PXF – Introducing support for reading the Avro Logical Types

AVRO:

Apache AVRO is a data serialization system which provides

  • Rich data structures.
  • A compact, fast, binary data format.
  • A container file, to store persistent data.
  • Remote procedure call (RPC).
  • Simple integration with dynamic languages. Code generation is not required to read or write data files nor to use or implement RPC protocols. Code generation as an optional optimization, only worth implementing for statically typed languages.

What is a Logical Type in AVRO? 

A logical type is an Avro primitive or complex type with extra attributes to represent a derived type. The attribute logicalType must always be present for a logical type, and is a string with the name of one of the logical types listed later in this section. Other attributes may be defined for particular logical types.
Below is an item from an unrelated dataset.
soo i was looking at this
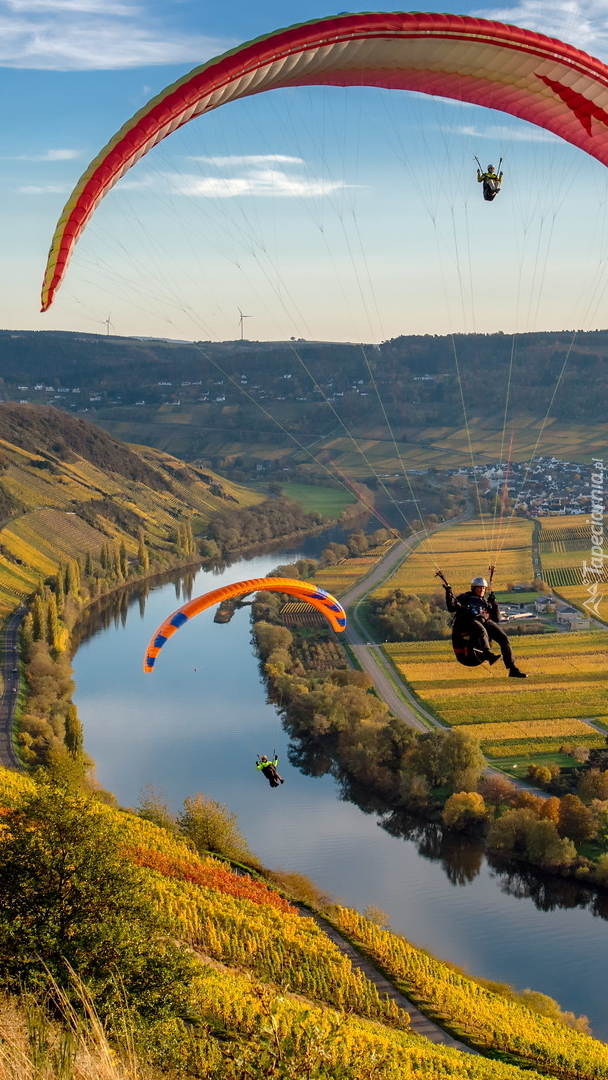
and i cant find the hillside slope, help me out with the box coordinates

A logical type is always serialized using its underlying Avro type so that values are encoded in exactly the same way as the equivalent Avro type that does not have a logicalType attribute. Language implementations may choose to represent logical types with an appropriate native type, although this is not required.

Language implementations must ignore unknown logical types when reading, and should use the underlying Avro type. If a logical type is invalid, for example a decimal with scale greater than its precision, then implementations should ignore the logical type and use the underlying Avro type.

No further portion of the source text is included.